The History News Network ran a review of Ayton's book last year:
.... Robert Kennedy’s support for Israel dated from his stint as a journalist in 1948 when he traveled to the Middle East for the Boston Post to cover the Arab-Israeli war. That experience left him with an abiding admiration for the Israeli people and their leaders. He repeatedly voiced his support for Israel during his 1968 presidential campaign, though Sirhan apparently was unaware of that at first. But on May 27th a local Pasadena newspaper, avidly read by the Sirhan family, carried an article concerning the speech Kennedy had given the day before in Portland at a Jewish temple. The accompanying picture of Kennedy wearing a yarmulke carried the caption “Bobby Says Shalom.”
A clipping of an earlier column from this same newspaper, regarding Kennedy’s alleged contradictory positions on Vietnam and Israel, was in Sirhan’s pocket the night of the shooting.
“I did it for my country,” Sirhan said when he was arrested. “But America either didn’t listen,” Ayton writes, “or failed to understand.
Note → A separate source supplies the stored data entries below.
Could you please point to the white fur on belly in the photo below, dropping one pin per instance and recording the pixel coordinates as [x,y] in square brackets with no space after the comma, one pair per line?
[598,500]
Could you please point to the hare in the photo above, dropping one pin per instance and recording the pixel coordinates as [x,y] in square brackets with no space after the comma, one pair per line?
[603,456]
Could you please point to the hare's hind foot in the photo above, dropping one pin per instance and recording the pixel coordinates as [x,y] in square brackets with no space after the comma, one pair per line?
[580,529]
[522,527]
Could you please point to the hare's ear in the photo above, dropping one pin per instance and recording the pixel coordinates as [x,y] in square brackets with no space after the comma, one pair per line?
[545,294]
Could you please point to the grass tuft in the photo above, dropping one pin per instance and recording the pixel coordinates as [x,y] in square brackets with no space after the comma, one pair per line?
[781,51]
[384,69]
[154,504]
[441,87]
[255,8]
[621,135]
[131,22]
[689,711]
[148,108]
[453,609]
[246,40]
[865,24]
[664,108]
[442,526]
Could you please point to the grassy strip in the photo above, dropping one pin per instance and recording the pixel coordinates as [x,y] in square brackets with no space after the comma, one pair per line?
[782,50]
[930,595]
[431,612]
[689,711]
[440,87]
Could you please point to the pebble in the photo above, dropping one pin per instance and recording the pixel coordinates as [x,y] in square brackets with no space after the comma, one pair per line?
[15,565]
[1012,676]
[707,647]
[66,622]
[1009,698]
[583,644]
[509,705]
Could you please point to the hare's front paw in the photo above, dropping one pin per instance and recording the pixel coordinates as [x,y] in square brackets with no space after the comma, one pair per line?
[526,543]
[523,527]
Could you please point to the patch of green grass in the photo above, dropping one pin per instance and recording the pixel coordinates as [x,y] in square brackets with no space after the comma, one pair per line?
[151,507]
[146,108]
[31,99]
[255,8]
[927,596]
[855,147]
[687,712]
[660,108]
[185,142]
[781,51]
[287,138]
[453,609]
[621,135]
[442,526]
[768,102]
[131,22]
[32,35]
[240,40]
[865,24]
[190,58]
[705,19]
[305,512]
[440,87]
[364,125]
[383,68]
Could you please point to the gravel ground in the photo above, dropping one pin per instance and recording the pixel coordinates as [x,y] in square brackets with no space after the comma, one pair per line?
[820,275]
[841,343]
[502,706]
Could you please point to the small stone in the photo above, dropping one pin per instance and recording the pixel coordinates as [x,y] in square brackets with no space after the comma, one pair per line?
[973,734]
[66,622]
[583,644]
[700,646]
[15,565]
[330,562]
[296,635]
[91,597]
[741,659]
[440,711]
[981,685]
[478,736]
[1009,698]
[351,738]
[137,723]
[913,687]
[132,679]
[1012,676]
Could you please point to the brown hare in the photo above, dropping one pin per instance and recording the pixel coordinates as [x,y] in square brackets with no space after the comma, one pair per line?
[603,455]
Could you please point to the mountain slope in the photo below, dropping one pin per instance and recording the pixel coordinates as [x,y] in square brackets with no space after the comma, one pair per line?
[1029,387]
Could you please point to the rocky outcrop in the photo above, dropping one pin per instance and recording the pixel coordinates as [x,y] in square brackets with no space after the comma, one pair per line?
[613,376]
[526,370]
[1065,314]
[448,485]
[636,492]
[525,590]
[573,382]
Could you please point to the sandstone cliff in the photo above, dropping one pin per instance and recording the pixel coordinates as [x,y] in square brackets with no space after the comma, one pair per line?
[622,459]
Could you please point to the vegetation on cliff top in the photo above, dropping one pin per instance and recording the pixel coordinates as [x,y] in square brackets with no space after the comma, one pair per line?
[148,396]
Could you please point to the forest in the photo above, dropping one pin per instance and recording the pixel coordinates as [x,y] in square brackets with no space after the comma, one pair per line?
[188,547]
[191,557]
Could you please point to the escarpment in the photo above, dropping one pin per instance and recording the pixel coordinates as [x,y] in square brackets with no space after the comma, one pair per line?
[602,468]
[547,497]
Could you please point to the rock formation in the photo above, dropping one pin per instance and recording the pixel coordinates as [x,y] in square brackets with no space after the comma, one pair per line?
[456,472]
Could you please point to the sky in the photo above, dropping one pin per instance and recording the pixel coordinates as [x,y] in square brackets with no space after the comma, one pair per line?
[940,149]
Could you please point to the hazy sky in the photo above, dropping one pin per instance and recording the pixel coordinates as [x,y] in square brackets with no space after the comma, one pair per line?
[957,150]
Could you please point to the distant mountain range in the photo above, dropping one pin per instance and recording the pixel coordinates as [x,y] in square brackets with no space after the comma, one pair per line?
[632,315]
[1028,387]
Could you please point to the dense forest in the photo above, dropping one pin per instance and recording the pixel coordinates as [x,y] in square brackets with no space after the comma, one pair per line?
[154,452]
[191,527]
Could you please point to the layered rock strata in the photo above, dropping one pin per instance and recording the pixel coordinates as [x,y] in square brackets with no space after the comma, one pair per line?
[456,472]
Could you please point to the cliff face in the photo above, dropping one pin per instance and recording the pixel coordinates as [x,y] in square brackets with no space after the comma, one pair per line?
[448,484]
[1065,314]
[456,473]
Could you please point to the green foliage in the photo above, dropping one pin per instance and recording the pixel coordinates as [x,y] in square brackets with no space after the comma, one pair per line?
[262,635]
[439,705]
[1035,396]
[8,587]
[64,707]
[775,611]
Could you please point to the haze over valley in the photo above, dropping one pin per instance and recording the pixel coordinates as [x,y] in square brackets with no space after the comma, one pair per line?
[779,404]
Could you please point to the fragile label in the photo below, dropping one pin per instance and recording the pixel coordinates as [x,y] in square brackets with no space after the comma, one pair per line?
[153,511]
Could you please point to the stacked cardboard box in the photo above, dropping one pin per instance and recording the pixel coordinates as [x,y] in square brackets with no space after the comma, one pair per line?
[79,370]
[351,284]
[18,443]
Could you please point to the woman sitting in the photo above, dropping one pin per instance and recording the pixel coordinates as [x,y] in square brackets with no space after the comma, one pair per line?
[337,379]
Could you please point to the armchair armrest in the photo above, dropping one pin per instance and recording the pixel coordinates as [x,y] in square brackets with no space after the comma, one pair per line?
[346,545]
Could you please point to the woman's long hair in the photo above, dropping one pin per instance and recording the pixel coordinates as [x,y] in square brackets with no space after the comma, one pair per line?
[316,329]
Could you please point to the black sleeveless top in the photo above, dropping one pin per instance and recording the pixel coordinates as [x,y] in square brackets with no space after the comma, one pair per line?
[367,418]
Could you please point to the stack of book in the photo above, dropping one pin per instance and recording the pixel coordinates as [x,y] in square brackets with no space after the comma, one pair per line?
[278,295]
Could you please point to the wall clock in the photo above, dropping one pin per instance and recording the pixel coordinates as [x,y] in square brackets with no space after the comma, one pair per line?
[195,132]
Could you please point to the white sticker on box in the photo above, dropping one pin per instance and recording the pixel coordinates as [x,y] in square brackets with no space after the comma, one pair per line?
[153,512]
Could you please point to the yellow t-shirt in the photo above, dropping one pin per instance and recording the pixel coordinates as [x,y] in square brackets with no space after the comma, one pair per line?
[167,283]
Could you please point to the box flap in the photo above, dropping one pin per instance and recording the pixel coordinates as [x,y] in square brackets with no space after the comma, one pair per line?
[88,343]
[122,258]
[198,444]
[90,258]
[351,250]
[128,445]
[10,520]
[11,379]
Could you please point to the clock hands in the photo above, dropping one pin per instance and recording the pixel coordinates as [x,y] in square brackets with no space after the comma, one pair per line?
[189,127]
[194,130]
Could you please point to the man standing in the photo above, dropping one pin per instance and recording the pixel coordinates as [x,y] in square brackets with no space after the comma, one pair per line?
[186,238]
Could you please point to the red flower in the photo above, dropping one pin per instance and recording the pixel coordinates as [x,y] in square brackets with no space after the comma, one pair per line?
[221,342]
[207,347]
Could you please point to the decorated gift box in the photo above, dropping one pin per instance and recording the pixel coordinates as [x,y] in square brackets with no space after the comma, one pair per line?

As Yitzak Rabin, Israel’s ambassador to the United States at the time said, 'The American people were so dazed by what they perceived as a senseless act of a madman that they could not begin to fathom its political significance.'
Meanwhile, Sirhan’s murder of Robert Kennedy “was embraced, condoned, and applauded throughout the Arab world.”
One more thing (sorry, source is Crime Magazine again, but they seem to be the only people interested):
... in his journal, Sirhan declared, "Robert F. Kennedy must be assassinated by 5 June 68." That date was significant because it was the first anniversary of the Six-Day War...
Time Magazine - June 14, 1968:
When Sirhan Sirhan was seized after the shooting of Robert Kennedy, he cried: "I can explain! Let me explain!"
The appalling thing is that he really thought that he could.
Time Magazine - March 7, 1969:
.... While Judge Walker hastily sequestered the jury, Sirhan addressed the bench. "I, at this time, sir," he declared, "wish to withdraw my original plea of not guilty and submit the plea of guilty on all counts."
Walker: Do I understand that you want to plead guilty to murder in the first degree?
Sirhan: Yes, sir, I do.
Walker: What do you want to do about the penalty?
Sirhan: I will ask to be executed.
Repudiating his lawyers and demanding that they be fired, Sirhan spoke in quavering tones:
"I killed Robert Kennedy willfully, premeditatively, with 20 years of malice aforethought."